On Mon, Oct 11, 2010 at 4:37 PM, Mikael Abrahamsson <swmike at swm.pp.se> wrote:
> On Mon, 11 Oct 2010, Gert Doering wrote:
>
>> People buy new cell phones all the time.  And a fairly large number of
>> cell phones already support IPv6 *today* (almost everything Nokia ships, at
>> least, dunno about the rest).
>
> So, N900 still doesn't without hacking things under the bonnet (and its
> connection manager can't be configured for IPv6 only, you have to piggy-back
> a second IPv6-APN on an IPv4 one). Symbian, yes. What about all the other

N900 now does IPv6-only, with some hacking under the bonnet, so things
are evolving.

http://talk.maemo.org/showthread.php?t=60320&page=13

http://code.google.com/p/n900ipv6/wiki/README

> phones, the cheaper ones (non smart-phones)?
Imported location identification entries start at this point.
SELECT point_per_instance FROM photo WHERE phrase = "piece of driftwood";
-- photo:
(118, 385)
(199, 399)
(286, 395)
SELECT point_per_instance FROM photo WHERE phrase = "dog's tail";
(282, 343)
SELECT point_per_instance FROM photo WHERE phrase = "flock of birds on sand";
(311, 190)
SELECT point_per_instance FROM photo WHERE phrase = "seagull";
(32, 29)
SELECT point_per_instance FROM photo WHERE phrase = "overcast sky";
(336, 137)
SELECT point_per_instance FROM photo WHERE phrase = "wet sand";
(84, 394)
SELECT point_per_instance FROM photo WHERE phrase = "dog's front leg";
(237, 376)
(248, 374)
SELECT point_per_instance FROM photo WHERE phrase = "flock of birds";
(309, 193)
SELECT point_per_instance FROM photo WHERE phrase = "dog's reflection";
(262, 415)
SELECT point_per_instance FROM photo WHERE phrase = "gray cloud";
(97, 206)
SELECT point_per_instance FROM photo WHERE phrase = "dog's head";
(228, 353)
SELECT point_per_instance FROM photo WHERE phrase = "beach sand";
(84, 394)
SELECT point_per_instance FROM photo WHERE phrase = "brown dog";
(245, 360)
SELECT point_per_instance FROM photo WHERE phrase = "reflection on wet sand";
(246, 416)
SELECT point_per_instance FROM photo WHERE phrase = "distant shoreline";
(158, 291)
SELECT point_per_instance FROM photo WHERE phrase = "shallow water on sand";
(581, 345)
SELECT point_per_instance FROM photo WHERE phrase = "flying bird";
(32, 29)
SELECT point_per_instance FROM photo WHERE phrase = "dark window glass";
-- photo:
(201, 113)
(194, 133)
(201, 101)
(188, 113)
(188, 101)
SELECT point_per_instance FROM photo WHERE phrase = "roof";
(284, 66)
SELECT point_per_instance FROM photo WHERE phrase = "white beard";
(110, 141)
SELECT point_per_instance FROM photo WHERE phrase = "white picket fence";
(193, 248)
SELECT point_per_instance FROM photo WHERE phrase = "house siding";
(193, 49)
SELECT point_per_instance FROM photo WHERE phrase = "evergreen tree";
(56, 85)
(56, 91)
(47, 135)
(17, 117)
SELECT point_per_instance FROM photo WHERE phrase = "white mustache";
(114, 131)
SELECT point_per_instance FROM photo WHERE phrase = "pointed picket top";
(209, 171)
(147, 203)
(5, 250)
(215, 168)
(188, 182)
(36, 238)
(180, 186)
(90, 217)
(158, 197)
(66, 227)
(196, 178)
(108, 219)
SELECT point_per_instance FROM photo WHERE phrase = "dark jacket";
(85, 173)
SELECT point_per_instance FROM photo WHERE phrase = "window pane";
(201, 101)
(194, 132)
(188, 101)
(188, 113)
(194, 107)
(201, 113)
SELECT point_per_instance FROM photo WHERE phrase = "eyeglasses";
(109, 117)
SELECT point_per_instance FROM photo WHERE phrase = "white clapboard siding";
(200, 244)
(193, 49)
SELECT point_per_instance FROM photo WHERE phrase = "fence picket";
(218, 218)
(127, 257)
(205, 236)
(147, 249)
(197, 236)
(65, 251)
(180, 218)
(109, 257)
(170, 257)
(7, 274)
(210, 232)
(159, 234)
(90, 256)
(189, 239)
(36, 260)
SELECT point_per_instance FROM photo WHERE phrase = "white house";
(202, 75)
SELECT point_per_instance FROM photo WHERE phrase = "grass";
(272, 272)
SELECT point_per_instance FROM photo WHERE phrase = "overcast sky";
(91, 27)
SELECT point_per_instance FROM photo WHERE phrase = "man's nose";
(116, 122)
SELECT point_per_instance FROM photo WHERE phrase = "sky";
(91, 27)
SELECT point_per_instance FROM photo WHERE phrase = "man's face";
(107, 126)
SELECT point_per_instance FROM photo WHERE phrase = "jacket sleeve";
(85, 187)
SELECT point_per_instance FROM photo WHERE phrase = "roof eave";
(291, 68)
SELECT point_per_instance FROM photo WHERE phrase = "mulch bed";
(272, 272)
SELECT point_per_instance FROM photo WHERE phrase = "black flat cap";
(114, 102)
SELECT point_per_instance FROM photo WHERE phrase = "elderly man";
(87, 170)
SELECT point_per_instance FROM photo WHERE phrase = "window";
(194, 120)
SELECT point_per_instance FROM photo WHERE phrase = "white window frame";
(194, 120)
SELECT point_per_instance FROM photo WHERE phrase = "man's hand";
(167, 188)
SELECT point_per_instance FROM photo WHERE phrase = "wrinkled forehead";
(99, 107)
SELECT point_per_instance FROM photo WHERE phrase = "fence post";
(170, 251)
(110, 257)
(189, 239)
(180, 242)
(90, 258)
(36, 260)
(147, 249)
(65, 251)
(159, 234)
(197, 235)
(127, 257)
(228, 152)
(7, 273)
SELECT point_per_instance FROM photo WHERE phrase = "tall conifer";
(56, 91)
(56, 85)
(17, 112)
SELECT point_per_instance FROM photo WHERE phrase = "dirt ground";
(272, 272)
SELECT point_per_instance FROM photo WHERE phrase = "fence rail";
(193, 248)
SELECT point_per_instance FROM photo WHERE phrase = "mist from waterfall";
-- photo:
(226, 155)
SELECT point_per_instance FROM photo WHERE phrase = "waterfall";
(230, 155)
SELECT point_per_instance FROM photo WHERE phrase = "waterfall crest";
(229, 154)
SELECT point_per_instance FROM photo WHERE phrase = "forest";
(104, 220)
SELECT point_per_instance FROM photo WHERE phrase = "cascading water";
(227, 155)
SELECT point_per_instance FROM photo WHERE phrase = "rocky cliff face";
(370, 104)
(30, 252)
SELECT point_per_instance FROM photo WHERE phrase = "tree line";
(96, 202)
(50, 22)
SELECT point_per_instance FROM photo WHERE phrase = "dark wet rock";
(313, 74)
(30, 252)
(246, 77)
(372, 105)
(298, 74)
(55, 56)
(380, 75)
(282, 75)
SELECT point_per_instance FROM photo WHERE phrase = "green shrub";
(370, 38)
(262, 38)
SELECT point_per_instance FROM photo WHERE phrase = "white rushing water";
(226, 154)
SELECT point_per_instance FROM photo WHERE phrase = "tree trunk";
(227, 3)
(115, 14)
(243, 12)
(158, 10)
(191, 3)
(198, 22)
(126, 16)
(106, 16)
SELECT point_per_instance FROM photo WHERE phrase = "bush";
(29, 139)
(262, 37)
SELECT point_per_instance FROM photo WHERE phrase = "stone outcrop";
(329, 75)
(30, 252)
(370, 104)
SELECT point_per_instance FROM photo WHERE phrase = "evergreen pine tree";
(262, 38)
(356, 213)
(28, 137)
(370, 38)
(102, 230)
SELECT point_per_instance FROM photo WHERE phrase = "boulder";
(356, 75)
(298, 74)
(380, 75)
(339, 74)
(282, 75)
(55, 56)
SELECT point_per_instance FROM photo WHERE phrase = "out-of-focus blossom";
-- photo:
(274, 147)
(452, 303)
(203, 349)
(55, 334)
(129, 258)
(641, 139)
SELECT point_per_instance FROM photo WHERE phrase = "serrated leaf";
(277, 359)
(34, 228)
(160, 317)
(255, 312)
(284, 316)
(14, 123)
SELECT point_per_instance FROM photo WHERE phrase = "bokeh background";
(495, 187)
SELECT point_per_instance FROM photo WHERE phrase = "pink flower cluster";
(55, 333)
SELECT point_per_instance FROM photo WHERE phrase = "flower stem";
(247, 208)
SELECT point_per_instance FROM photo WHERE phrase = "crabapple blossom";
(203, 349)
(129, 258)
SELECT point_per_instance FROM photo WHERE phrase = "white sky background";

I don't know, but I doubt it.
>

I had a meeting with all my handsets OEM back in May and made them
aware of our IPv6-only plans.  Handset requirements are a give and
take, so i cannot say all handsets will be IPv6-only with full
capabilities overnight, but the request / requirement has been made.

As you may know, Android is also coming along with ipv6 support

http://groups.google.com/group/tmoipv6beta/browse_thread/thread/115945312dd5f819

But, i see the real near term opportunity is in the mid range Symnbian
phones.  I have been using IPv6-only with NAT64 on the Nokia 5230 and
E73 since March of this year, and i believe the experience is very
similar to IPv4. All my core functionality (web, email, maps, youtube,
podcast...) works flawlessly.  Some things don't work, but i regard
them as minor and they too will be resolved in time.